Answer:
y = 2x + 15 OR 2x- y +15 =0
Step-by-step explanation:
To find the equation for the line parallel to the line -8x + 4y = 4, passing through the point (-6,3), we will first make the equation given to be in slope-intercept form, so that we can find the slope of this line
-8x + 4y = 4 we have to change it to the form y=mx + c
To do that, lets add 8x to both-side of the equation
8x -8x +4y=8x+4
4y=8x+4
divide both-side of the equation by 4
4y/4 = 8x/4 +4/4
y=2x + 1
comparing the above equation with y=mx + c
our slope(m) = 2
Any equation parallel to this line will have the same slope, so the slope(m) of our new equation will also be 2
Now we need to find the intercept of our new equation, to do that we will plug in the points given and our new slope into y=mx + c and find the value of our intercept(c)
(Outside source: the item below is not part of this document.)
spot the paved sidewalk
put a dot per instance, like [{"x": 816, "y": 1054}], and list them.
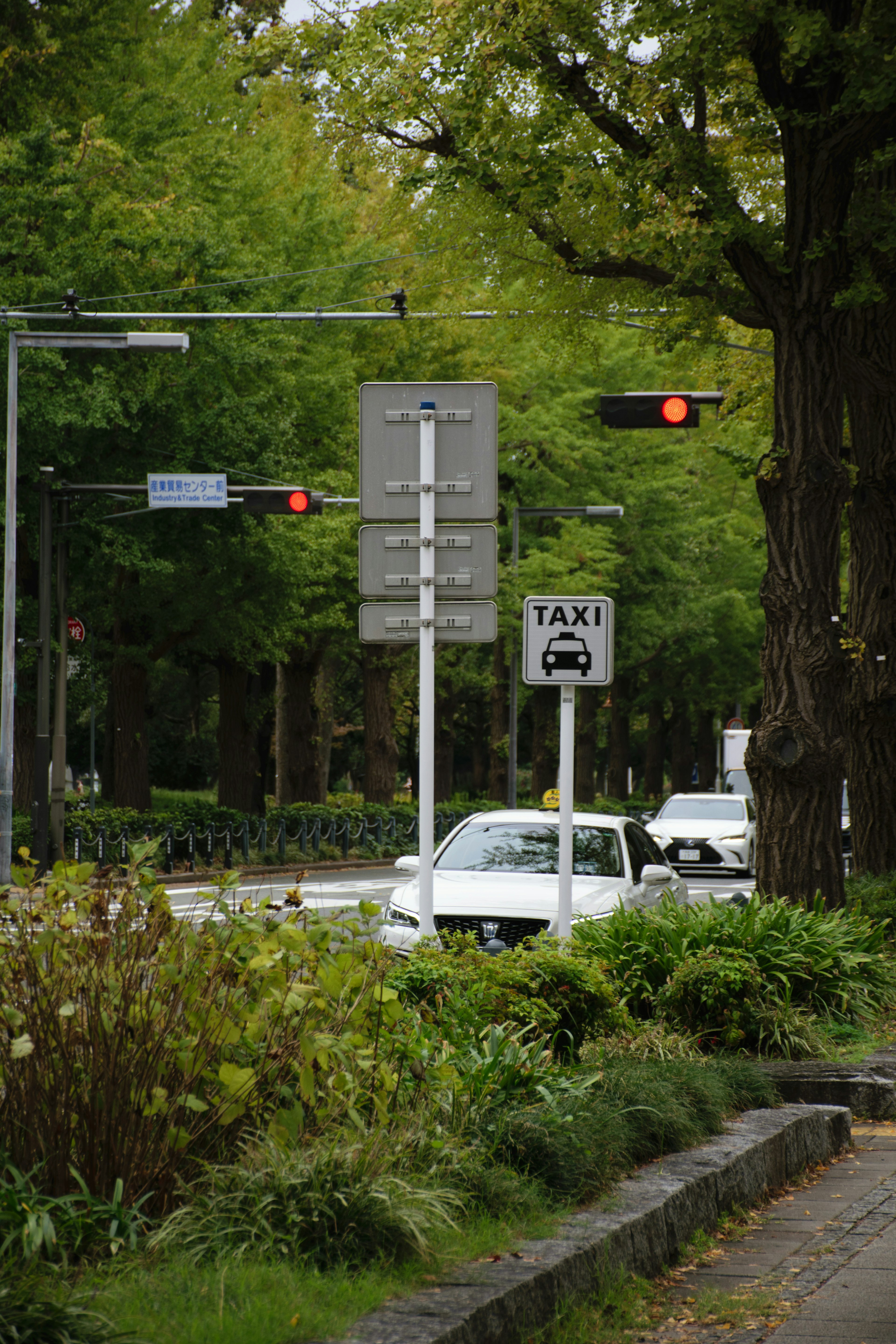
[{"x": 828, "y": 1250}]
The points given are x=-6 and y=3 and our new slope is m=2
plugging in our variables, thus;
y =mx + c
3 = 2(-6) + c
3 = -12 + c
add 12 to both-side of the equation
3+12 = -12+12+c
15=c
c=15
Therefore our intercept for the new equation is 15
To form our new equation, we will just plug in our new slope and intercept into y=mx + c
y = 2x + 15 (this is in slope intercept form)
we can rearrange it to be in standard form;
2x- y-15=0